Harry - When I taught oceanography many of my lessons included information collected by Alvin.
From PlugIn Cars Magazine -
No, it doesn't look much like an electric car, but there are some remarkable parallels. The famous deep-sea submarine Alvin, which explored deep-sea vents and the wreck of the Titanic, has made 4,600 dives and remains a state-of-the-art submersible despite its 1964 construction date. Alvin, owned by the Navy and operated by the Woods Hole Oceanographic Institute (WHOI), has just undergone a $41 million upgrade that will allow it to reach 6,500 meters and explore 98 percent of the ocean’s floor.
Alvin has the latest technology in every area but one—its battery pack. Like a 1909 Detroit Electric, Alvin is powered by lead-acid batteries. Those batteries, which weigh 3,500 pounds, power everything from the reversible thrusters that the Alvin uses to navigate to the exterior lights.
According to Susan Humphris, a WHOI senior scientist who headed the Alvin’s renovation, “To go to 6,500 meters, we’re going to need a new battery system. We’re looking at lithium-ion, but since the Boeing Dreamliner issue came up we’ve been pursuing more research to ensure that we can package those cells in a safe way.”
Of course, many of these same safety challenges apply to Boeing’s planes. Li-ion batteries are inescapable, because of their energy density and lower weight, but volatility remains a serious issue, especially in critical applications such as Alvin.
Replacing the battery pack is a high priority as part of Phase II of the submarine’s upgrade. According to Humphris, “We’re hoping we’ll be able to upgrade the pack within five years. It remains a big question.”
Big Advantages to Lithium
Yes, the same flammability issue that grounded the Dreamliners is holding up deep-sea diving in the Alvin. But li-ion has so many advantages (including a 500-pound weight cut) that the engineers are working overtime to come up with a safe solution.

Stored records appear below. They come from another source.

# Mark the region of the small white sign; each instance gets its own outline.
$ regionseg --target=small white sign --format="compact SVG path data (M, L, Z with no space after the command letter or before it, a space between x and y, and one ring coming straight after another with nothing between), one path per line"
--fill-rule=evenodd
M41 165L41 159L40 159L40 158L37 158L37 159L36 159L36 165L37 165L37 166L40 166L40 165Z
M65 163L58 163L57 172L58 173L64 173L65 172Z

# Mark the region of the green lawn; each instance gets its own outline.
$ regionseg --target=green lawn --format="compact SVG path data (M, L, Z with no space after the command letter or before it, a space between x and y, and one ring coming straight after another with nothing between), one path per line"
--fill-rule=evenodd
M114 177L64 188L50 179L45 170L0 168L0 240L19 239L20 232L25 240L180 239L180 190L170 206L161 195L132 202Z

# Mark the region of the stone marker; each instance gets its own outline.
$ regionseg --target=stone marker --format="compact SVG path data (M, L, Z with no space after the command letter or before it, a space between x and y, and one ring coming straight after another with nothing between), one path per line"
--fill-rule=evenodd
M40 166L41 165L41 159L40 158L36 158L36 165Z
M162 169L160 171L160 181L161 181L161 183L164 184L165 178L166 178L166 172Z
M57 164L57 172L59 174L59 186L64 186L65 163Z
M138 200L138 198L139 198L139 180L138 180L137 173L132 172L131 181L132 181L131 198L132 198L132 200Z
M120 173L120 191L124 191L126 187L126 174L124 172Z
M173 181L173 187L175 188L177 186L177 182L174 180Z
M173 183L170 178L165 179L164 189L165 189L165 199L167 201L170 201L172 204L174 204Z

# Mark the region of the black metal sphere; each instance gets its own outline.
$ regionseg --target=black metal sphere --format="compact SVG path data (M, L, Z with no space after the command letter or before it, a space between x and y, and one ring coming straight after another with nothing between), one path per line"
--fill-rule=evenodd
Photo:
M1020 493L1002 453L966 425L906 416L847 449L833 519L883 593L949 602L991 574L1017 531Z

According to Daniel Gomez-Ibanez, a WHOI engineer, the plan is to double Alvin’s battery capacity, from 40 to 80 kilowatt-hours, with more than 10,000 individual cells.
Gomez-Ibanez is still waiting for the go signal to begin work on such a lithium-ion pack, but in the meantime he’s clear about how the batteries will have to perform.
“It’s a lot of energy in a small volume, and there’s the potential to release that energy in a short amount of time,” Gomez-Ibanez said. “Anyone who says the technology is fundamentally safe is being overly optimistic. But sending a submarine down 6,000 meters is not inherently safe, either. You have to accept some residual risk.”